Experience Italian Masterpieces Like Never Before…With a Click of Your Mouse

Photo courtesy of artdaily.org

An Italian company by the name of Haltadefinizione is revolutionizing public access to the works of the great masters. With just a few clicks of your mouse, you can experience works like Caravaggio’s “Bacchus” and Botticelli’s “The Birth of Venus” as though your nose were only millimeters from the centuries-old canvas.

“If you can’t come to them, they’ll come to you,” boasts a banner on Haltadefinizione’s homepage. And the site is true to its word, giving visitors an up-close view of the paintings that even an actual visit to the museum wouldn’t allow.

The site features photographs of six masterpieces of the Uffizi Gallery in Florence, including works by Bronzino, Botticelli, Verrocchio, Leonardo and Caravaggio. But these aren’t your average photographs—the camera used has a resolution up to 3,000 times greater than the average digital camera. Not impressed yet? The resulting images have a resolution of up to 28 billion pixels and can show details up to a hundredth of a millimeter.

So what does this mean for visitors to the site? For one, it means seeing the tiny outline of a self-portrait in the reflection of the wine jug of Caravaggio’s “Bacchus.” It means that a few clicks of the mouse can bring you close enough to Leonardo’s “Annunciation” to see the individual golden brushstrokes of the virgin’s hair, the tiny ships in the distant landscape, the cracks in the 500-year-old paint.
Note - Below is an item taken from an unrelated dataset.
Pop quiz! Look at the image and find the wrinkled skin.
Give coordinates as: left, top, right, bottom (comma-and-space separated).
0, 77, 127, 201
The image is created by taking hundreds of pictures of tiny portions of the painting, then compiling them and reforming them into a complete image of the work. The result is, as Culture Ministry official Mario Resca puts it, like looking at a painting “with a giant magnifying glass.” The technology uses a minimal amount of light and does not utilize infrared in the interest of preservation.

Haltadefinizione plans to digitize more artworks, with the eventual goal of opening a virtual museum. However, for the time being, these six Italian masterpieces remain accessible to the public for free until January 29.